Thailand's Facebook servers remain on — for now — after the social network faced pressure from the country's government to take down video clips and images of someone resembling the king walking through a shopping mall in a crop top.
Facebook came under pressure from the Thai government Tuesday to delete "dozens of pages" from its servers, the latest in an apparent shutdown of online free speech by the military junta that took control of the country in 2014, The New York Times reported.
The Guardian suggested that many of the posts the government wanted taken down included comments critical of the Thai monarchy. The country does, after all, have a strict lèse-majesté law, which makes it a crime to insult the king.

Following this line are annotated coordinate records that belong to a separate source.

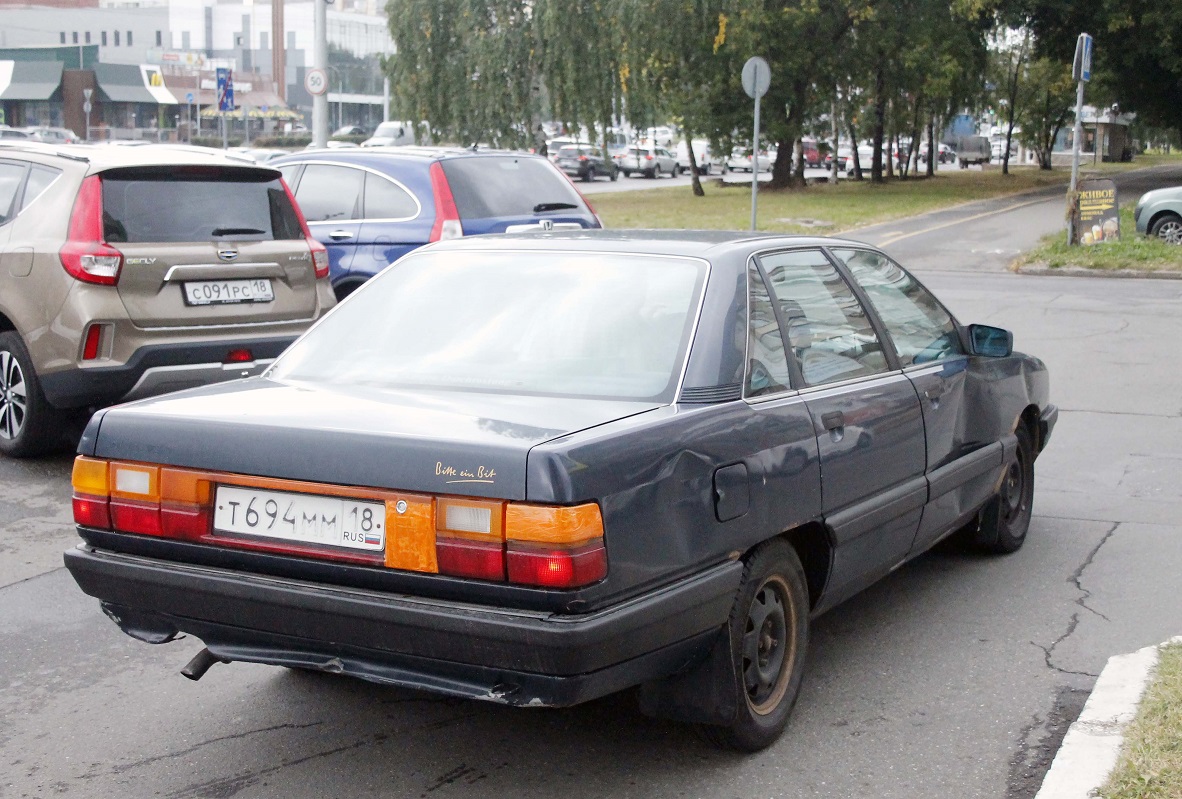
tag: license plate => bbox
[214,486,385,552]
[184,278,275,305]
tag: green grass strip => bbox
[1098,644,1182,799]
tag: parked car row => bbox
[0,142,600,456]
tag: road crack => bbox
[1031,521,1121,680]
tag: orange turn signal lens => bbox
[385,494,440,573]
[505,502,603,546]
[70,455,110,496]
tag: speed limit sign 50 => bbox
[304,69,329,96]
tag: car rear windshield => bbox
[271,252,707,402]
[440,155,591,220]
[102,167,304,242]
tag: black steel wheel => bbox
[1149,214,1182,245]
[701,539,808,752]
[0,332,61,457]
[973,426,1034,554]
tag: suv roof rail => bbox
[0,138,90,163]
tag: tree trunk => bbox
[829,98,842,186]
[870,64,887,183]
[850,122,862,181]
[686,130,706,197]
[928,116,940,177]
[1001,30,1031,175]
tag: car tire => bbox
[699,539,808,752]
[972,426,1034,554]
[1149,214,1182,245]
[0,332,64,457]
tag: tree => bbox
[1018,58,1076,169]
[387,0,539,147]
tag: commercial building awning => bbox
[95,64,177,105]
[0,61,61,102]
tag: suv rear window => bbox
[440,155,590,220]
[102,167,304,242]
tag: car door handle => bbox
[820,410,845,430]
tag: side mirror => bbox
[968,325,1014,358]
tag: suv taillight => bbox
[428,161,463,241]
[58,175,123,286]
[279,177,329,280]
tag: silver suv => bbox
[0,144,336,457]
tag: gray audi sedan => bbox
[65,230,1058,751]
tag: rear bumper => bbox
[65,545,742,706]
[1038,405,1059,452]
[40,336,296,408]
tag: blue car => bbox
[268,147,603,299]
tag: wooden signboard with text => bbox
[1071,180,1121,246]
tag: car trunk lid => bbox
[100,165,317,327]
[92,377,660,500]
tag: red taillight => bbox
[279,177,329,279]
[82,325,103,360]
[111,499,163,535]
[307,236,329,279]
[222,349,254,363]
[505,539,608,589]
[73,494,111,530]
[428,161,463,241]
[58,175,123,286]
[435,538,505,582]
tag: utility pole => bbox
[1067,33,1099,246]
[312,0,329,148]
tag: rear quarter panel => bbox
[526,401,820,606]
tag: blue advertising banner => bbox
[217,67,234,111]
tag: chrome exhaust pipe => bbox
[181,648,229,682]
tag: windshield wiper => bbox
[209,227,266,236]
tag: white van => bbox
[362,119,427,147]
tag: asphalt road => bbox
[0,164,1182,799]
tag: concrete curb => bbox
[1034,636,1182,799]
[1014,264,1182,280]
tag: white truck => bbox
[956,136,993,169]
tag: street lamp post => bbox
[312,0,329,148]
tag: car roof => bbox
[430,229,869,259]
[284,144,543,162]
[0,141,271,173]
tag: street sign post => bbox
[217,67,234,149]
[82,89,95,142]
[742,56,772,230]
[1067,33,1092,246]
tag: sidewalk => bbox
[1034,636,1182,799]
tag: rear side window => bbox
[437,155,590,220]
[20,167,61,210]
[365,173,418,219]
[0,162,25,225]
[103,168,304,242]
[296,163,365,222]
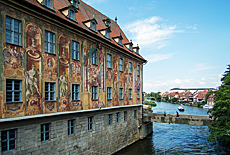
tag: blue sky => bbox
[83,0,230,93]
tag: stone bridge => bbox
[143,113,212,126]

The country's Digital Economy and Society Ministry agreed to halt plans to block Facebook access there after the social media giant agreed to take down more of the questioned posts pointed out by the ministry, according to the Bangkok Post.
Takorn Tansathit, secretary-general of Thailand's National Broadcasting and Telecommunications Commission, told the Bangkok Post that Facebook had blocked 178 of the 309 posts the ministry wanted by last Friday.

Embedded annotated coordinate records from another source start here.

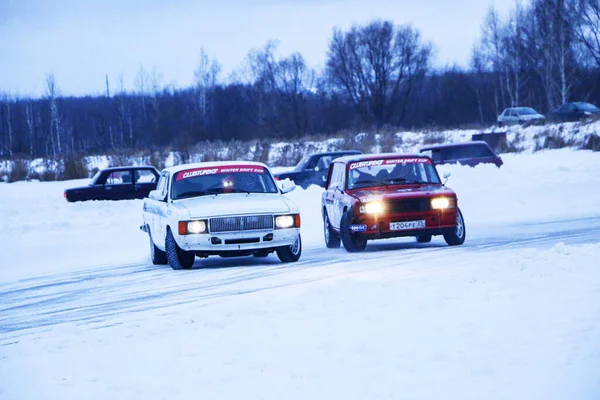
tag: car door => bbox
[150,172,170,249]
[133,168,158,199]
[104,168,135,200]
[309,155,337,187]
[325,163,339,227]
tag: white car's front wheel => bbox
[165,229,196,269]
[277,235,302,262]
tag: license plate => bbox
[390,219,425,231]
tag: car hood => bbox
[351,185,454,203]
[519,114,545,120]
[176,193,297,218]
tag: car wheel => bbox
[165,229,196,269]
[417,235,431,243]
[277,234,302,262]
[323,210,341,249]
[444,209,467,246]
[148,231,169,265]
[340,210,367,253]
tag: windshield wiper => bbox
[385,178,431,185]
[354,180,389,186]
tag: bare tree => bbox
[194,48,221,119]
[327,21,432,126]
[576,0,600,67]
[0,93,14,157]
[46,72,62,159]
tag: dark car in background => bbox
[64,166,160,202]
[420,140,504,167]
[548,102,600,122]
[274,150,362,189]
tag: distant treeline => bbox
[0,0,600,159]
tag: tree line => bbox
[0,0,600,159]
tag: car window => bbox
[106,170,131,185]
[316,156,333,171]
[134,169,156,183]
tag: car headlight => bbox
[179,220,208,235]
[359,201,383,214]
[431,197,455,210]
[275,214,300,229]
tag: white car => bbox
[498,107,546,126]
[140,161,302,269]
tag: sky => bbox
[0,0,515,96]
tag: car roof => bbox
[309,150,362,157]
[100,165,156,171]
[163,161,268,174]
[334,153,429,164]
[419,140,490,151]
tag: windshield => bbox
[517,107,537,115]
[294,156,310,171]
[171,165,278,200]
[575,103,598,111]
[348,158,441,189]
[89,171,102,186]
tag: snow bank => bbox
[0,244,600,400]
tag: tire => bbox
[323,210,341,249]
[417,235,431,243]
[276,234,302,263]
[148,231,169,265]
[340,209,367,253]
[165,229,196,270]
[444,208,467,246]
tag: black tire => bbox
[340,209,367,253]
[148,231,169,265]
[444,209,467,246]
[165,229,196,270]
[276,235,302,263]
[417,235,431,243]
[323,210,342,249]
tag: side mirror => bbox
[148,190,165,201]
[443,172,452,185]
[279,180,296,194]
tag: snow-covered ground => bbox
[0,149,600,400]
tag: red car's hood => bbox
[349,185,454,203]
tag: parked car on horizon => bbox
[321,153,466,252]
[419,140,504,168]
[498,107,546,126]
[548,102,600,122]
[140,161,302,270]
[274,150,362,189]
[63,165,159,202]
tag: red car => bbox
[321,153,466,252]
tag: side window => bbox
[329,163,343,189]
[134,169,156,183]
[156,172,169,196]
[317,156,333,171]
[106,170,132,185]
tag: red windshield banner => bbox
[350,157,431,170]
[175,165,265,181]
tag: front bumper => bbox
[175,228,300,254]
[352,208,457,239]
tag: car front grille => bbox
[386,197,431,213]
[209,215,273,233]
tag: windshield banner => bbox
[350,157,431,170]
[175,165,265,181]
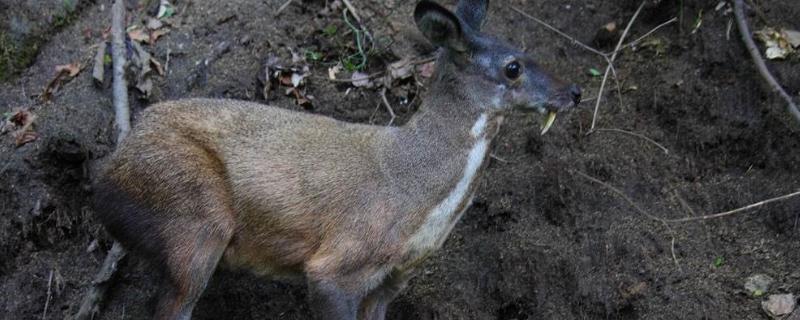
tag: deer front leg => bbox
[308,279,363,320]
[359,269,412,320]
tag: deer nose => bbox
[567,84,582,106]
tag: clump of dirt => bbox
[0,0,800,319]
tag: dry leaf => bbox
[387,58,414,84]
[603,21,617,33]
[146,18,164,30]
[41,63,82,101]
[755,28,794,60]
[56,63,81,78]
[328,63,342,80]
[149,29,170,45]
[3,110,38,147]
[350,71,372,88]
[783,29,800,48]
[128,29,150,42]
[150,57,165,76]
[417,61,436,78]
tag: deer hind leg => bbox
[154,216,231,320]
[358,269,411,320]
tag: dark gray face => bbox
[414,0,581,127]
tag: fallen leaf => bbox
[603,21,617,33]
[388,58,414,81]
[292,73,305,88]
[149,29,170,45]
[41,63,82,101]
[145,18,164,30]
[150,57,165,76]
[755,28,794,60]
[761,293,797,319]
[328,63,342,80]
[783,29,800,48]
[3,110,38,147]
[417,61,436,78]
[128,29,150,43]
[56,63,81,78]
[350,71,372,88]
[156,1,175,19]
[14,131,39,147]
[126,41,157,98]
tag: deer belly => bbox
[403,138,489,269]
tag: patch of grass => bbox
[0,30,41,81]
[0,0,79,82]
[322,25,339,38]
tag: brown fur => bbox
[95,2,575,319]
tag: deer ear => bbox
[456,0,489,31]
[414,1,467,52]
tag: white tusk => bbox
[542,111,556,135]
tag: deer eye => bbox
[506,61,522,80]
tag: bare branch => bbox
[665,190,800,222]
[511,6,607,57]
[596,128,669,154]
[74,0,131,320]
[733,0,800,121]
[589,1,646,133]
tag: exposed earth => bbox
[0,0,800,319]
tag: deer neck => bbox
[380,82,502,216]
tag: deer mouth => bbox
[539,96,580,135]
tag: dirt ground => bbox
[0,0,800,319]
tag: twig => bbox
[0,160,11,178]
[111,0,131,144]
[589,1,646,134]
[275,0,294,17]
[511,6,607,57]
[381,87,396,127]
[573,170,666,222]
[74,0,131,320]
[489,153,512,163]
[342,0,362,24]
[42,269,53,320]
[621,18,678,49]
[573,170,681,269]
[733,0,800,121]
[596,128,669,154]
[312,56,436,83]
[664,191,800,222]
[74,241,127,320]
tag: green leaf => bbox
[322,25,339,38]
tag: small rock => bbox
[761,293,797,319]
[744,274,775,297]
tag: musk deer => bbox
[95,0,580,319]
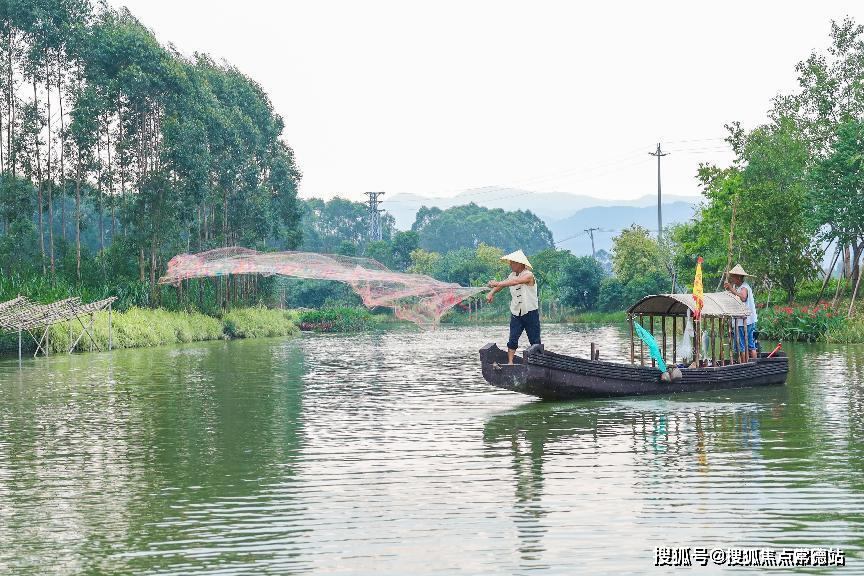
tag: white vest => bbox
[740,282,758,326]
[507,269,540,316]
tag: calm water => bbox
[0,326,864,575]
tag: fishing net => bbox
[159,247,485,326]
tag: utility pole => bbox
[366,192,384,241]
[649,142,669,244]
[585,228,599,260]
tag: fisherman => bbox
[723,264,758,363]
[486,250,540,364]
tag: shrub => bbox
[758,302,848,342]
[222,308,298,338]
[299,307,375,332]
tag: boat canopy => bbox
[627,292,748,318]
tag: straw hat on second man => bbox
[501,250,534,270]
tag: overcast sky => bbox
[112,0,864,208]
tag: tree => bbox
[407,248,441,276]
[390,230,420,270]
[560,256,605,310]
[301,197,395,253]
[531,248,576,298]
[735,120,816,302]
[612,224,663,284]
[810,118,864,286]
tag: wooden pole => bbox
[813,242,840,305]
[672,316,678,364]
[660,316,666,362]
[846,265,864,318]
[108,304,114,352]
[693,318,702,368]
[732,317,740,364]
[711,318,717,366]
[627,314,636,364]
[717,316,726,366]
[648,314,657,368]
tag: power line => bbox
[585,228,600,260]
[648,142,669,242]
[366,192,384,240]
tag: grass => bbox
[0,308,299,354]
[298,306,378,332]
[222,308,299,338]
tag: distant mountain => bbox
[381,186,698,232]
[548,204,698,256]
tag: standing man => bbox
[486,250,540,364]
[723,264,758,363]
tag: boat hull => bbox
[480,344,789,400]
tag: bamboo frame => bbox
[0,295,116,361]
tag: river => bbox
[0,325,864,575]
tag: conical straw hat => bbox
[501,250,534,270]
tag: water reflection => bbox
[0,326,864,574]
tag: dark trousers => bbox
[507,310,540,350]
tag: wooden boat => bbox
[480,292,789,400]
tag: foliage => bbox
[4,308,225,354]
[431,244,502,286]
[559,256,604,310]
[411,202,552,255]
[612,224,662,284]
[275,278,363,308]
[298,306,375,332]
[0,0,300,307]
[222,308,297,338]
[759,302,846,342]
[531,248,576,298]
[408,248,441,276]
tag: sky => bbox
[111,0,864,208]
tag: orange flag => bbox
[693,256,703,320]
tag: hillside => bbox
[382,186,698,230]
[549,202,696,255]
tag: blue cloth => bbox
[738,323,756,352]
[507,310,540,350]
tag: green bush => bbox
[298,307,375,332]
[222,308,298,338]
[758,303,849,342]
[35,308,224,353]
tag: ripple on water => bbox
[0,326,864,574]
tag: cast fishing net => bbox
[159,247,485,326]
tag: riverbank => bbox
[0,308,300,354]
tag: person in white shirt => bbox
[486,250,540,364]
[723,264,758,363]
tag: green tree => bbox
[560,256,605,310]
[612,224,663,284]
[407,248,441,276]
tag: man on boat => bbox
[723,264,757,363]
[486,250,540,364]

"We found Facebook did not block the remaining 131 posts because it has yet to receive the original court orders to block them," Tansathit said, according to the Post. "That's why Facebook didn't block all the posts by 10 a.m. on Tuesday . . . After Facebook received the original court orders; it blocked them within 24 hours."
The Post said that ministry had planned to send court orders to remove another 34 posts on Facebook Tuesday.

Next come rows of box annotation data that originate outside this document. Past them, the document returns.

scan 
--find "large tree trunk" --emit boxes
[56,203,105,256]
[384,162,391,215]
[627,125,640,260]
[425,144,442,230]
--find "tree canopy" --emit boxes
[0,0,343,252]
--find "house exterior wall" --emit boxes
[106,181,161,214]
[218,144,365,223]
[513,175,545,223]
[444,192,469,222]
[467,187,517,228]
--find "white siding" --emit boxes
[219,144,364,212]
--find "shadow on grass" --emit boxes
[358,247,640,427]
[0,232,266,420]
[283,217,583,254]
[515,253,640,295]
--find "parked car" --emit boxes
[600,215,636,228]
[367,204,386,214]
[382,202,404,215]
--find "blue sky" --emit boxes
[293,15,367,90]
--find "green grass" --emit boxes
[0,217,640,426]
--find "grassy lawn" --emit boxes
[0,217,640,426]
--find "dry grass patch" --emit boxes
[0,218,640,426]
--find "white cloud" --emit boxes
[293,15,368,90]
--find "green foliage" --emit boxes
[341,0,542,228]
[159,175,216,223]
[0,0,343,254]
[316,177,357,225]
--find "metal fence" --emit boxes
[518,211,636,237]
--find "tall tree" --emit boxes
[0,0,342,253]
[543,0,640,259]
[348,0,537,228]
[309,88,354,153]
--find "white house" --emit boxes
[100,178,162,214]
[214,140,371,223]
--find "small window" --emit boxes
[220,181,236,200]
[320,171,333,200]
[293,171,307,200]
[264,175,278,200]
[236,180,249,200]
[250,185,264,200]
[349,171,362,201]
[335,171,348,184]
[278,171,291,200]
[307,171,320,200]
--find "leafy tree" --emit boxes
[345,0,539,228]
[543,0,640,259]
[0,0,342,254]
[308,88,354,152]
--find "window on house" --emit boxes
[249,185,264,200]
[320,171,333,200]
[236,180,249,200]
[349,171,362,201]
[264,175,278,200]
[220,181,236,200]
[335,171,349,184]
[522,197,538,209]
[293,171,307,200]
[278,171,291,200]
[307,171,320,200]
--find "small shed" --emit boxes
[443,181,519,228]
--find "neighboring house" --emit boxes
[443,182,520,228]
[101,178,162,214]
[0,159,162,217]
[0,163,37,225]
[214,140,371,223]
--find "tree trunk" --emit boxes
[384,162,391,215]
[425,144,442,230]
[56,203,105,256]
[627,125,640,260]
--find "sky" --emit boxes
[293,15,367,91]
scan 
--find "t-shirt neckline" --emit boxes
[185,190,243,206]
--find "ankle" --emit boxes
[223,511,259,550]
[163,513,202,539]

"We should be able to block all the illicit posts by this month," Tansathit stated, according to the Bangkok Post.
A Facebook representative told The Guardian that the social media company reviews all requests by governments asking to restrict access to content.
"When we receive such a request, we review it to determine if it puts us on notice of unlawful content," the Facebook representative told The Guardian. "If we determine that it does, then we make it unavailable in the relevant country or territory and notify people who try to access it why it is restricted."
The government has not released information on the questionable content but The Guardian pointed out several images and a video that appear to show Thai king Maha Vajiralongkorn wearing a crop top and covered in tattoos on social media in recent weeks.